The roleplay AI community independently developed a structured persona specification format called Character Cards. Now at Version 3, the specification predates the agentic AI industry’s persona work and represents a parallel evolution from the same problem: how to portably define an AI personality.
Character cards are stored as PNG or APNG image files with JSON metadata embedded in PNG tEXt chunks (the ccv3 chunk). The character’s avatar image is the transport container for the full personality specification — a design choice that prioritizes shareability over readability.
The V2/V3 specification includes:
| Component | Purpose |
|---|---|
| Name, description, personality | Core identity |
| First message, alternate greetings | Conversation initialization |
| System prompt | Behavioral instructions |
| Post-history instructions | Persistent behavioral constraints |
| Lorebook (embedded) | Contextual knowledge activated by keywords |
| Assets | Alternative icons, backgrounds, emotions |
| Decorators (V3) | Advanced activation rules: turn-based triggers, conditional insertion |
The lorebook mechanism is the most distinctive contribution: a series of keyword-activated entries that insert relevant context into the prompt only when triggered by conversation content. “Character cards define who the AI is. Lorebooks define what the AI knows.” This separation — identity from knowledge — parallels the SOUL.md/IDENTITY.md split in [[SoulSpec Portable Agent Identity Standard]] but adds a conditional activation layer that neither SoulSpec nor the garden persona architecture provides.
Lorebooks stack: a character-level book layers on top of a world-level book, enabling compositional knowledge. An agent specializing in medieval history can carry a character-level lorebook for personal backstory and activate a world-level lorebook for period context when keywords trigger it.
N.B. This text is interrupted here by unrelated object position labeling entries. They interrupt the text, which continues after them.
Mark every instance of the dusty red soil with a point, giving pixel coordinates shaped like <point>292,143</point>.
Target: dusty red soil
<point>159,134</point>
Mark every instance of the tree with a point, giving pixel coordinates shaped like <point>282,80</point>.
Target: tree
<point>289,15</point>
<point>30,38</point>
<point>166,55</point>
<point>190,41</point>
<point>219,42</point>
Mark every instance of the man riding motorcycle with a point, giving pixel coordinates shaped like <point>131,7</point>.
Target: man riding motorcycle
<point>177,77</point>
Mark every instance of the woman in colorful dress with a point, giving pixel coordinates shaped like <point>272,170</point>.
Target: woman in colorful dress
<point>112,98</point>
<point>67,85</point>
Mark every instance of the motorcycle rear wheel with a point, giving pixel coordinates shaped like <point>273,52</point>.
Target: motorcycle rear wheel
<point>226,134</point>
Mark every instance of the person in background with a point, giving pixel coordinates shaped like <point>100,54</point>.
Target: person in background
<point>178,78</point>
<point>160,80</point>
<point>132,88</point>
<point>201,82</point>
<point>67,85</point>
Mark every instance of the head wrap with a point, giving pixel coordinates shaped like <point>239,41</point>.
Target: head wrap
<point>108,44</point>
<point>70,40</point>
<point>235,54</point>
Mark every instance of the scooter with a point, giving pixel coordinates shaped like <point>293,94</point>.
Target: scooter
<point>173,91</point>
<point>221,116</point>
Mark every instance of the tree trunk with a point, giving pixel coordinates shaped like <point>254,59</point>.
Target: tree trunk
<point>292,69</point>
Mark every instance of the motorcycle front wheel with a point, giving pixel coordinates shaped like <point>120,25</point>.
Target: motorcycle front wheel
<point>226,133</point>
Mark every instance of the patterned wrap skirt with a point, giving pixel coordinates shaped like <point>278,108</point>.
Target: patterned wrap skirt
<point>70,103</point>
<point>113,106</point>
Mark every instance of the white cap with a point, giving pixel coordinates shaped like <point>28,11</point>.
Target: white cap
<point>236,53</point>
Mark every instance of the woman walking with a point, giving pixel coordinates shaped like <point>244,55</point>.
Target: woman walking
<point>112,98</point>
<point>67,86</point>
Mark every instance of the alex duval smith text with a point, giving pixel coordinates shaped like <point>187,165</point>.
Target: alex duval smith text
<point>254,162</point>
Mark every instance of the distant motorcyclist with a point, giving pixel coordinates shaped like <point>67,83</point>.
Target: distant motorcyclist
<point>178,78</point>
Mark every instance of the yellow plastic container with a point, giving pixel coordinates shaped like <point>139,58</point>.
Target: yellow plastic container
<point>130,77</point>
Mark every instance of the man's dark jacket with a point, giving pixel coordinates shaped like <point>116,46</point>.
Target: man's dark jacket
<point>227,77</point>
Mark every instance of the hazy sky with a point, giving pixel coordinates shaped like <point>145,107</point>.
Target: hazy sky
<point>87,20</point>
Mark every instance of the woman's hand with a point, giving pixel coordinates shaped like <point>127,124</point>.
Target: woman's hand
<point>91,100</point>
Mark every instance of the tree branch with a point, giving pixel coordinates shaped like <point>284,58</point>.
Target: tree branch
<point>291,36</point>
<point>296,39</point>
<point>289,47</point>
V3 additions: The V3 specification adds decorator syntax for advanced features: activating entries only after a certain number of turns (preventing premature context injection), positioning content at specific locations in the prompt, and scoping entries to specific user personas embedded in the card. These extend conditional activation from keyword-based to turn-based and position-based.
| Format | Transport | Identity | Knowledge | Activation |
|---|---|---|---|---|
| Character Cards V3 | PNG/APNG + JSON | Name + personality + system prompt | Lorebook (keyword/turn) | Conditional (keyword, turn, position) |
| SoulSpec | Markdown files | SOUL.md + IDENTITY.md | AGENTS.md | Always-on |
| Garden Persona Form | Obsidian markdown | Persona node | Agent file | Always-on |
Character cards evolved for interactive fiction; SoulSpec evolved for agentic coding tools; the garden persona form evolved for knowledge management agents. All three solve the same problem — portable behavioral identity specification — but optimize for different consumers and different interaction patterns.
The character card specification assumes a single-user, single-agent interaction context. It does not address multi-agent coordination or the coordination limits that apply when multiple agents share a workspace. The lorebook activation mechanism assumes a long-running conversational context where turns accumulate; this maps poorly to stateless agent invocations.
The PNG transport format prioritizes shareability over auditability. Version control and diff tooling work poorly with binary containers. The metadata is human-readable only after extraction from the image file.
The specification does not address training-time persona embedding (Level 5 in [[The Persona Spectrum from Role Label to Soul Document]]). Character cards operate entirely at inference time, relying on the prompt to shape behavior rather than trained weights.